Trying to help Pied Flycatchers at Coed y Bedw, near Cardiff

Pied Flycatchers are a distinctive and attractive migratory bird which is very characteristic of open Welsh woodlands. They winter in sub-Saharan West Africa before making the long journey back to the UK in spring.

Pied flycatcher by Margaret Holland

Pied flycatcher by Margaret Holland

The species are Amber-listed in the UK due to a steep (25-50%) decline in their numbers between 1994 and 2009. It is not certain what the cause of the decline is but it could be changes to their wintering grounds or migration routes. Making conditions as ideal as possible in their breeding grounds would hopefully benefit the species by providing as many healthy new adults as possible to make the migration back in the autumn.

Pied Flycatchers breed on a number of our reserves across the patch; one of these is Coed y Bedw near Cardiff. The recently-retired former voluntary warden, Cliff Woodhead, has long been involved in a nest box monitoring scheme in the woodland, in which time he has noted a distinct decline in breeding pairs there (see Figure 1 below).

The species is a cavity-nester which shows a distinct preference for using nest boxes so the installation of these is an effective method of helping the species by providing nest sites which are relatively easy to monitor. As Figure 1 shows, the species reached a high of 20 breeding pairs in 1989 but hasn’t successfully bred at the reserve since 2010, despite there now being over 120 nest boxes of various sizes and materials on site.
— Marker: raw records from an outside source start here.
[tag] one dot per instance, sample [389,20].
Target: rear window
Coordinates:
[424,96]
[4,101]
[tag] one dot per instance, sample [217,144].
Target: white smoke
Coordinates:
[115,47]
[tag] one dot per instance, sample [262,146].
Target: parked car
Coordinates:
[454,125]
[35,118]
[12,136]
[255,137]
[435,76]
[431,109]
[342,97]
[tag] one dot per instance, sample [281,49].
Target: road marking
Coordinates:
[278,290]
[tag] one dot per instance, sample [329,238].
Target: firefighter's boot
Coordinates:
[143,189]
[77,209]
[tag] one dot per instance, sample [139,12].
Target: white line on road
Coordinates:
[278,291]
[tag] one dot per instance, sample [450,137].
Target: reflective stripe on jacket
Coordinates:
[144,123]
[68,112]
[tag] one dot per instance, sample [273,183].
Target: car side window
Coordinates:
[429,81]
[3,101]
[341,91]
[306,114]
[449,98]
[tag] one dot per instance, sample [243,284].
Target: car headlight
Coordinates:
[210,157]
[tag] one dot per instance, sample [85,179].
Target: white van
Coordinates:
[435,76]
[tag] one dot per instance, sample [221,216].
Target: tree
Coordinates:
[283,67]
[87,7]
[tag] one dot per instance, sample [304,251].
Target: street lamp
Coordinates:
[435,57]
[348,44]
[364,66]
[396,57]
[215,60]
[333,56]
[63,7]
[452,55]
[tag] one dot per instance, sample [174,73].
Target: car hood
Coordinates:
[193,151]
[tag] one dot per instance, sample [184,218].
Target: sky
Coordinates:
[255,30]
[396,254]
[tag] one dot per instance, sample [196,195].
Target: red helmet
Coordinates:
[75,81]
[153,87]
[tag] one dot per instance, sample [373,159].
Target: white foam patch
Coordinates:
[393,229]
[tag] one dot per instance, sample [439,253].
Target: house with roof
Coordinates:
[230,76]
Figure 1 Changes in numbers of breeding pairs of Pied Flycatchers at Coed y Bedw

Figure 1 Changes in numbers of breeding pairs of Pied Flycatchers at Coed y Bedw

Due to Cliff’s excellent work over the years, we have detailed information on where and when Pied Flycatchers have bred on the reserve so before the return of the birds in spring we set out to improve the species’ chance of breeding successfully here. Due to the SSSI status of the reserve we are unable to carry out extensive habitat management specifically for the species but we could alter their potential nesting habitat.

The first step was to use Cliff’s records to establish areas that the Pied Flycatchers have favoured over the years. Figure 2 below illustrates this with black dots representing boxes which have never been used by the species and red dots increasing in size depending on how frequently they had been occupied by Pied Flycatchers.

Figure 2 Pied Flycatcher nesting frequencies

Figure 2 Pied Flycatcher nesting frequencies

Using this information we decided to try to target some nest box manipulation for the species’ benefit. The species has been extensively researched and it has been found that they prefer new nest boxes with small (28mm) nest holes and that they also prefer nest boxes high up in the trees. One of the problems that the species also faces is that, due to their migratory nature, by the time they are looking to set up territories resident species, especially Blue and Great Tits, have already occupied the best sites.

Female Pied Flycatcher L Maiden

Female Pied Flycatcher L Maiden

All of this information led us to attempt a number of alterations: firstly, some new boxes were installed in the most favoured areas, some of the previously favoured boxes had the smaller nest box hole installed, some boxes were installed higher up in the trees than is standard and finally some of the box holes were blocked up (after ensuring they were empty!) until mid-April when the Pied Flycatchers begin returning from migration to prevent other species occupying them.

We will now be closely monitoring these boxes over the coming months in order to see whether any of these altered or new boxes are taken up by Pied Flycatchers. If so, we will try to expand any of the successful modifications across the reserve to try to give this charismatic species the best chance of establishing territories and increasing the breeding population on this site. If Pied Flycatchers do successfully breed this year, we will let you know!